Да и этот монолог Паши о «цветах радуги». Зерно истины в теории институтского было, даже более чем. Виктор никогда не считал себя мнительным человеком, но факты, черт возьми, факты! Когда ходили за «глазом», только он услышал движение черной гадости на лестничной клетке, через ловушку смог пройти только Торпеда. И не в «кирпиче» дело, не слышал Виктор, чтобы эти детекторы ловушек помогали их еще и преодолевать. Да и вообще, подобных мелочей и неувязок хоть отбавляй, просто обратил он на них внимание только после слов Паши. Возможно, Ниндзя знает о «цветах радуги» и как-то научился этим пользоваться? А как можно этим пользоваться?
Виктор тряхнул головой.
Нет, Ниндзя что-то знает, но его удачливость не только из-за этой, по сути, теории.
«Тебе-то это все зачем? – осадил себя Виктор, открывая дверь номера. – Собрался переплюнуть Ниндзя в добывании артефактов?»
В принципе нет, не собирался. Просто он терпеть не мог неизвестности. Неизвестность давила больше, чем страх. Тем более когда сам страх неизвестен. А все происходящее в последние дни Виктору определенно не нравилось. То тени в кресле, то коты, то открытые окна. И он готов был отдать голову на отсечение, что все эти фокусы не обошлись без прямого участия Медузы. Только вот в чем смысл всего происходящего? Возможно, как раз на это и сможет ответить Ниндзя.
Кот сидел на подоконнике и заинтересованно смотрел сквозь стекло на двух ворон, которые перескакивали с ветки на ветку на соседнем дереве. На приход Виктора он не обратил никакого внимания. Куликов запер дверь, кинул мясо на стол. Сверток смачно шлепнулся о столешницу, намокшая бумага прилипла к лаковой поверхности. На шлепок кот все-таки соизволил повернуться, причем даже не вздрогнул, мазнул взглядом по гостинцу и внимательно посмотрел на человека.
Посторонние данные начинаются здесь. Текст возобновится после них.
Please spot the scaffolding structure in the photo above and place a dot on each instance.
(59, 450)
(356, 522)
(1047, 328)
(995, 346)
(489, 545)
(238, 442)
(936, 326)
– Уж не ты ли вытащил меня из Медузы? – спросил инсайдер. Виктору даже на мгновение показалось, что кот сейчас заговорит человеческим голосом, вещая о том, что на самом деле он пришелец, а ему, Виктору, уготована судьбоносная миссия по спасению Галактики. Но ничего подобного кот делать не стал, он просто повернулся, мелькнув полосатой шкурой, уселся спиной к окну и принялся гипнотизировать сверток своими желтыми глазами.
– Да какой из тебя посланец Медузы, – Виктор махнул рукой, развернул бумагу, достал из-под подушки нож и нарезал мясо тонкими ломтиками. – Буду гостеприимным, – сказал он коту. – Но потом, будь добр, валил бы ты отсюда по своим делам.
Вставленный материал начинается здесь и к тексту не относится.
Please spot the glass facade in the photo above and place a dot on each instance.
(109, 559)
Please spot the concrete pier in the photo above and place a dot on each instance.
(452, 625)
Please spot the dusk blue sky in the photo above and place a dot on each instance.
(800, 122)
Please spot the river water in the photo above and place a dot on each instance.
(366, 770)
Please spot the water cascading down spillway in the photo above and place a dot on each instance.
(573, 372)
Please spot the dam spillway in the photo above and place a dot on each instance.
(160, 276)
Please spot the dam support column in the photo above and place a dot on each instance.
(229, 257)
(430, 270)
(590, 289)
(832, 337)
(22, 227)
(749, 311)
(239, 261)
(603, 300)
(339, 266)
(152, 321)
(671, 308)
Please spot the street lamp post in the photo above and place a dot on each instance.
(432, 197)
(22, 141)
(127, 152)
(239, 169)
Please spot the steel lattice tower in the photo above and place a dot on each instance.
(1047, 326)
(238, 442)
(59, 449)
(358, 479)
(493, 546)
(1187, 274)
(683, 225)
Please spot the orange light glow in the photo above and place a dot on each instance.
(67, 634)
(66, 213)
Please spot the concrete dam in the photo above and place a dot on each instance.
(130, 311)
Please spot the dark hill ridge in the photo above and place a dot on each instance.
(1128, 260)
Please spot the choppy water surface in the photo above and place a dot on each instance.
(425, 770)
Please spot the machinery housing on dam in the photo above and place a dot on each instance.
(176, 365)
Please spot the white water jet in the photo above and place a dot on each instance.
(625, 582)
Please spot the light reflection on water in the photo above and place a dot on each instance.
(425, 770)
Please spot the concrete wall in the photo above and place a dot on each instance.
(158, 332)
Кот прыгнул на стол и, урча от удовольствия, принялся за угощение. Куликов вытер о тряпку нож и подошел к окну, чтобы не стоять у гостя над душой.
В далекой высотке, в одном из окон девятого или десятого этажа, горел свет. Свет от электрической лампочки, приглушенный тонкими занавесками. Виктор уперся лбом в стекло, стараясь рассмотреть подробности. Ему даже показалось, что он увидел мелькнувший в окне человеческий силуэт. Куликов закрыл глаза, досчитал до десяти и вновь посмотрел на дом, стоящий на территории Медузы.